この記事は、コーネル大学が公開した「鳥の渡りをサポートするため、夜間の照明を最小限に抑え、ガラス面を扱う研究者の提言」の内容を基にしています。
はじめに
毎年、アメリカでは数億羽の渡り鳥が建物の窓やガラス面に衝突し、命を落としています。しかし、私たち人間がちょっとした対策を講じるだけで、多くの鳥の命を守ることができるのです。
今こそ、渡り鳥に目を向ける大切な時期なのです。
光害とは?渡り鳥にとっての脅威を知ろう
人工的な夜間照明に惹かれた鳥は、建物の周りに集まり、ガラスに衝突する危険にさらされています。

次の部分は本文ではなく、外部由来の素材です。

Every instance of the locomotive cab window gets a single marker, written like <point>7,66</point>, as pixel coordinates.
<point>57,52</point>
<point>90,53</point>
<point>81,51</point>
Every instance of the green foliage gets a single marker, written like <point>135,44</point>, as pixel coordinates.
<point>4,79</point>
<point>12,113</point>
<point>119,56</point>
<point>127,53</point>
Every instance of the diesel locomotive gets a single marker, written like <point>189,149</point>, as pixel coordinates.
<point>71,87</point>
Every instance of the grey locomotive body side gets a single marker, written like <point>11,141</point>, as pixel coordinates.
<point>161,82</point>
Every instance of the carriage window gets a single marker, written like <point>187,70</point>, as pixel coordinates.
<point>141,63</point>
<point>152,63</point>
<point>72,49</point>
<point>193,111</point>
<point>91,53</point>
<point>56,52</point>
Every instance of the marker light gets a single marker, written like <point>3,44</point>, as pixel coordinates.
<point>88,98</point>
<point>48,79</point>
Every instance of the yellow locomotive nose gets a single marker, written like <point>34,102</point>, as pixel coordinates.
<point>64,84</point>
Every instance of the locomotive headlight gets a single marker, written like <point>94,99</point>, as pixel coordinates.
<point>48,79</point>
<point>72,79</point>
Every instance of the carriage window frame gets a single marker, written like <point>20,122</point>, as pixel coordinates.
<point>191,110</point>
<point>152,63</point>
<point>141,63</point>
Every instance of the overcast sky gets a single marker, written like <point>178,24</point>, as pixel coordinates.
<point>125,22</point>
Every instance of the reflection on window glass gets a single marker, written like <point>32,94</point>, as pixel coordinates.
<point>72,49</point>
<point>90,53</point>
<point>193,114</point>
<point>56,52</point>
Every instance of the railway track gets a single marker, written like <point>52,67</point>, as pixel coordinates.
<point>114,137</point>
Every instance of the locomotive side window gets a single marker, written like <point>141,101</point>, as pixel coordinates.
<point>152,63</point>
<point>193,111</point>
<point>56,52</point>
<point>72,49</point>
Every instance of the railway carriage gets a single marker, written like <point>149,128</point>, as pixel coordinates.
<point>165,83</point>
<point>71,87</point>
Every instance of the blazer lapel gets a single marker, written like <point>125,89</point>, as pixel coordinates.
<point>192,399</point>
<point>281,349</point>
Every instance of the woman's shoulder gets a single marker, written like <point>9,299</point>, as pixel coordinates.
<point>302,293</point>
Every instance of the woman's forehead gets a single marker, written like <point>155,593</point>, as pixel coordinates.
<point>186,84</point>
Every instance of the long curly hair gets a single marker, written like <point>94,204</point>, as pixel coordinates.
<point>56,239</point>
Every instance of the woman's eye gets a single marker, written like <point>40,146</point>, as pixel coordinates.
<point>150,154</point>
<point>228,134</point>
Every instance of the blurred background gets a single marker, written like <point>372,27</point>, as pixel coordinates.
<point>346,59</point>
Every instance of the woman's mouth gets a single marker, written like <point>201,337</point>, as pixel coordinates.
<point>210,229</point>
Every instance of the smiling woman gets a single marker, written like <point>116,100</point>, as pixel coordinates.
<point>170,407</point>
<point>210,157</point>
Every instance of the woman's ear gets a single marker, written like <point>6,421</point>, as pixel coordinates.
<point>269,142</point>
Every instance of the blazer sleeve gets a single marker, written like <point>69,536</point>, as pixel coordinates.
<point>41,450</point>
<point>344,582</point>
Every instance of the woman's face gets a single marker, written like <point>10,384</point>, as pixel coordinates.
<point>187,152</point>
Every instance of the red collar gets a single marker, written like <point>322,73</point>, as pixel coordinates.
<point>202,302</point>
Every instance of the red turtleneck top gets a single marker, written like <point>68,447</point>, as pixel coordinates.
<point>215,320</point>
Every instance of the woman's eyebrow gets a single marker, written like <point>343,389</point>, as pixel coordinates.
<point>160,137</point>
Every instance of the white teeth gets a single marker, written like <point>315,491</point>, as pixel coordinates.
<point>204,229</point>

「光害」とは、人工光が過剰に漏れ出し、周囲の環境に悪影響を及ぼすことを意味します。
研究によると、アメリカでは毎年10億羽以上の鳥が窓などに衝突して命を落としており、毎秒約30羽の鳥が犠牲になっているそうです。
さらに、夜間の照明に引き寄せられた鳥は、大気汚染物質の高濃度地域にも移動してしまうため、複合的な脅威に晒されてしまいます。このように、光害は渡り鳥の生存を脅かす深刻な問題なのです。
人々の無関心が招く悲劇
一方で、住宅地や低層ビルにおける鳥の窓ガラス衝突事故が最も多いことが分かっています。つまり、私たち一人一人の無神経な行動が、渡り鳥の命を奪っている可能性があるのです。
たとえば、夜間に不要な室内灯を点けっぱなしにしていたり、窓ガラスの反射を気にかけていないなどの些細な行為が、鳥の命を奪う一因になりかねません。
私たち人間が光の使い方を見直し、ガラスの扱い方を改善するだけで、多くの鳥の命が救えるはずです。
ささやかな対策で渡り鳥を守る
具体的には、夜間(11時~6時)の不要な照明を消したり、カーテンを閉めて室内の光を遮ることが有効です。また、外部照明にシールドを設置し、上空への光の漏れを防ぐことも重要です。
窓ガラスへの対策も欠かせません。空や木々の映り込みをなくすため、ガラス外面に2インチ間隔でデカール(転写シール)やひもを貼るなどの処置をすれば、鳥にガラスが視認できるようになります。
このような対策を2月15日から6月15日の春の渡り期間中に行えば、多くの鳥の命が救えるはずです。
光害問題の深刻化と我々の責任
光害問題は年々深刻化しており、特にアメリカ南東部、メキシコ、中米地域での夜間照明の増加が顕著だそうです。
一方、ある研究では、照明面積を60%削減するだけで、大量の鳥の死を食い止められたことが分かっています。つまり、一人一人の小さな行動が大きな影響を与えうるのです。
私たち人間は、自然と共生し、次世代に自然を残していく責任があります。ささやかな対策を講じることで、渡り鳥の安全を守り、健全な生態系を維持できるはずです。
BirdCastで渡りの見通しを確認
BirdCastというウェブサイトでは、最大3日先までの鳥の渡りレベルを地域別に予報してくれます。(アメリカ国内の情報のみです。)
郡レベルまで細かく、その日の上空を通過する渡り鳥の数がわかるそうです。このような情報を活用し、地域の実情に合わせた対策を立てるのも良いかもしれません。
まとめ
人工的な夜間照明が、渡り鳥の生存を脅かす「光害」問題について理解を深めていただけたでしょうか。
照明の適正使用やガラス面の処理など、些細な対策を行うことで、多くの鳥の命が救えます。豊かな自然を次世代に残すため、一人一人が意識を改め、行動に移すことが何より重要なのです。
ささやかな一歩から、共生社会への第一歩を踏み出しましょう。